The new updates, all of which will be free, are broken up by season. Spring will mark the beginning of “Wild Appalachia” on March 12. It’ll add two new quests geared around the Pioneer Scouts, Fallout’s take on the Boy Scouts, and exploring the great outdoors. In addition, the spring update will add brewing and distilling mechanics, a personal vending machine that you can keep at your campsite for other players to buy stuff from, and a new vendor who wanders the land giving out legendary items in exchange for your existing ones. The spring update will also be when Fallout 76 gets its new Survival PVP mode, which will allow players to go to a separate batch of servers to engage in lawless violence against one another.

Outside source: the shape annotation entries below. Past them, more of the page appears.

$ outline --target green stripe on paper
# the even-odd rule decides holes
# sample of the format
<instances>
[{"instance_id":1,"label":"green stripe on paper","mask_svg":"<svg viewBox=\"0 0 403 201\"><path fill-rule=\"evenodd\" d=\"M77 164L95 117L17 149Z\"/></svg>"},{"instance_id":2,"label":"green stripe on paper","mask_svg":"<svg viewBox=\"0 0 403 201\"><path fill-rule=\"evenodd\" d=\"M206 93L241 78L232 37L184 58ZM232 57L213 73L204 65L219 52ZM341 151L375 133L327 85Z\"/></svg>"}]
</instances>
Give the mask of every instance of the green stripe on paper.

Later in the summer the game’s “Nuclear Winter” will begin, at which point Vaults 96 and 94 will open and play host to MMO-style raids for high-level players. The game will also be getting a new system that allows players above level 50 to reset and begin progressing again, this time learning more powerful abilities. Bethesda says the Nuclear Winter will be “an entirely new way to play that changes the rules of the wasteland,” but so far there’s no much detail on what that will entail.

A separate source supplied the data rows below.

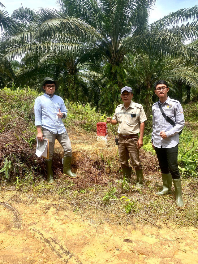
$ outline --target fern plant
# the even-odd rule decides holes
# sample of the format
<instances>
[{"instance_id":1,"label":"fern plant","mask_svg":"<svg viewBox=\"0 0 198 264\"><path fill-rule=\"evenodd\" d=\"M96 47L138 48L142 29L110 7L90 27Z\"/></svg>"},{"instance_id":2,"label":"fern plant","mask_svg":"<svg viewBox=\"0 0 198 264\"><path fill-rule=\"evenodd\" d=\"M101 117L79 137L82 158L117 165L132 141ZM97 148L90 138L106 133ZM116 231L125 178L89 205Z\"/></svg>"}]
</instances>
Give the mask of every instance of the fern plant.
<instances>
[{"instance_id":1,"label":"fern plant","mask_svg":"<svg viewBox=\"0 0 198 264\"><path fill-rule=\"evenodd\" d=\"M11 161L8 159L9 156L5 158L3 161L4 166L2 169L0 170L0 173L4 173L6 179L9 177L9 172L11 166Z\"/></svg>"}]
</instances>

Finally, sometime in the fall, Bethesda plans to launch the game’s “most ambitious update” yet, which will be called “Wastelanders”. There’s even less info on what will be involved there, but Bethesda says the new content will include a new main questline, new factions, and new public events.

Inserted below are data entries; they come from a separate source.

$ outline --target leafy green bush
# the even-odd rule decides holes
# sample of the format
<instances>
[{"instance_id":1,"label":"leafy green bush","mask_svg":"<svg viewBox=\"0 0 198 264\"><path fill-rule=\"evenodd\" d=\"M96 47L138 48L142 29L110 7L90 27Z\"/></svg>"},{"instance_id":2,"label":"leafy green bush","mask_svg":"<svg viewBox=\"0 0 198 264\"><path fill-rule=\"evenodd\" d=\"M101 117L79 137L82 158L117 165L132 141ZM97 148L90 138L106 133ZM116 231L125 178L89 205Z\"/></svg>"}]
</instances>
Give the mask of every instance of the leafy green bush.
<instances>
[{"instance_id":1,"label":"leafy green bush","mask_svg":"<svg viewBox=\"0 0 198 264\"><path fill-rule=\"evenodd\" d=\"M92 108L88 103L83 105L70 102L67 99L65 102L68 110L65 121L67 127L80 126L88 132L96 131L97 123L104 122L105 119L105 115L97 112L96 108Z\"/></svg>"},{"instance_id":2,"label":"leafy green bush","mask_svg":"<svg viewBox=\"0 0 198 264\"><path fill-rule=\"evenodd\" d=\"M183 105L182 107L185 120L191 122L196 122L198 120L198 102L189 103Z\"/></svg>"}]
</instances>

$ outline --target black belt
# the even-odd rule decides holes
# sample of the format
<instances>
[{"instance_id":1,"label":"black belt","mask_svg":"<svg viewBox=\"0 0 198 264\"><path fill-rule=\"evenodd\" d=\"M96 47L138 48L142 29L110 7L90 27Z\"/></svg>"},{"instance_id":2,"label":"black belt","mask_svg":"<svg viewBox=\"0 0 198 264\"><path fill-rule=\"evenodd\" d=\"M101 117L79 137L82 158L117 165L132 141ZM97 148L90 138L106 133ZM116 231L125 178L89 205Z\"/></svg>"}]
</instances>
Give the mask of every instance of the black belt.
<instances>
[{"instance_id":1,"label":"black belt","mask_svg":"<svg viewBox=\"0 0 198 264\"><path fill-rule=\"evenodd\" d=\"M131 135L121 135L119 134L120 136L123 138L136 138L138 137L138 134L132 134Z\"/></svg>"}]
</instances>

These planned updates sound like exactly the type of stuff that Fallout 76 needs and arguably should have had before the game launched. Even the game’s most dedicated players have bemoaned how unfinished its end-game feels, with players leveling well into the 100s with no real outlet for all of the abilities and equipment they’ve accrued besides griefing other players.
Personally, I’m most interested in the new liquor system that will apparently be rolling out in March. Being able to distil your own spirits and sell them to other players while you go out adventuring via a personal campsite vending machine is precisely the type of interesting social interaction Bethesda hinted at when the game was revealed, but which didn’t appear in Fallout 76 at launch.